The 30-year fixed mortgage rates declined five basis points to an average of 4.32% with an average 0.8 point in the week ending Sept. 30, according to Freddie Mac's weekly survey.
This matched the all-time record low set four weeks ago. The no-point rate, however, remained slightly above 4.50%. Frank Nothaft, the GSE's chief economist, attributed the decline to the recent flight to quality brought on partly by reduced confidence by consumers and businesses in the state of the economy.
For the month of September, 30-year fixed mortgage rates averaged 4.35%, which is down from a 4.43% average in August.
Despite the drop in mortgage rates, refinancing activity as measured by the Mortgage Bankers Association's Refinancing Index has slipped nearly 4% since the end of August through Sept. 24.

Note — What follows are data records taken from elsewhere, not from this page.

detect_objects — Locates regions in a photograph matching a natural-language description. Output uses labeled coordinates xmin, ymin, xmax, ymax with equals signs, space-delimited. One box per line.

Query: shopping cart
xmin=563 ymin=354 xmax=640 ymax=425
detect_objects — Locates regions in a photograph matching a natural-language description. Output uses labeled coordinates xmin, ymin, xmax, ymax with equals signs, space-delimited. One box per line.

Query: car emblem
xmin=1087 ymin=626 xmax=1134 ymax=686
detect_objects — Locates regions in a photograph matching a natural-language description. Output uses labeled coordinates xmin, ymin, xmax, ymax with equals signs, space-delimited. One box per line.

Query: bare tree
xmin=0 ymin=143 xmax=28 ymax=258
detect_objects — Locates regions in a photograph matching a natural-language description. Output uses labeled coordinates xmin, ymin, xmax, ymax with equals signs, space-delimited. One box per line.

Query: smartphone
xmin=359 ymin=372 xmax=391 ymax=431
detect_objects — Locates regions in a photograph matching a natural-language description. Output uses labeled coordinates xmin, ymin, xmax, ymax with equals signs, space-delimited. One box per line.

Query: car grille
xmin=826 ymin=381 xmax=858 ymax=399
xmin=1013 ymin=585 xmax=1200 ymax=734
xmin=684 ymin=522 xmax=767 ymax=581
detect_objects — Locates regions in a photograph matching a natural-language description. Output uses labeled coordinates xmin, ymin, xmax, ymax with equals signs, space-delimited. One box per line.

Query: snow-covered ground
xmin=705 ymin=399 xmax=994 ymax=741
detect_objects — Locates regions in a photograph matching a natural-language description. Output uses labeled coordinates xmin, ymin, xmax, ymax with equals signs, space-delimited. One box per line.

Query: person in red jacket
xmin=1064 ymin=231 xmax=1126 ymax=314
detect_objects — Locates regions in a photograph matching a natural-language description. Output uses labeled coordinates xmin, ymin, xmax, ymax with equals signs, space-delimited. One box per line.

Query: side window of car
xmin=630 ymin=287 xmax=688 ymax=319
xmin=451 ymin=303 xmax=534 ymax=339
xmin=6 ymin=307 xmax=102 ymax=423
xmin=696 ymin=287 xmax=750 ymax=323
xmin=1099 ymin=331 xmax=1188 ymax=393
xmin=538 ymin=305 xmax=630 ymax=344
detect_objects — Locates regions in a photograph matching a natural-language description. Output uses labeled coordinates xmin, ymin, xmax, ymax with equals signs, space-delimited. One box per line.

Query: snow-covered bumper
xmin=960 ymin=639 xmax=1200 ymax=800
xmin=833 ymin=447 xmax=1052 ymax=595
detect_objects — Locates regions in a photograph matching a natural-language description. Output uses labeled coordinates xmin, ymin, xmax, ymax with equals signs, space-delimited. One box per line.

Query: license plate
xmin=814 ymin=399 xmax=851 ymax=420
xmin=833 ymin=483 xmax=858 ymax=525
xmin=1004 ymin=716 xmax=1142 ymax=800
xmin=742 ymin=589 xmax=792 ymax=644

Factors contributing to the slowing in activity have included expectations by borrowers of lower mortgage rates in the future as mortgage bankers add capacity and from the Federal Reserve engaged in additional quantitative easing. In addition, the economy and labor markets remain weak while credit conditions remain tight.
Current prepayment estimates for October (reported in November) project speeds to increase less than 5% on 30-year Fannies with the largest percent increases in 4.5s and 5s.
Freddie Mac also reported 15-year fixed mortgage rates set a new record low of 3.75%, down seven basis points from the previous report. The 5/1 hybrid ARMs were also at a new low of 3.52% from 3.54%, while one-year ARM rates increased two basis points to 3.48%.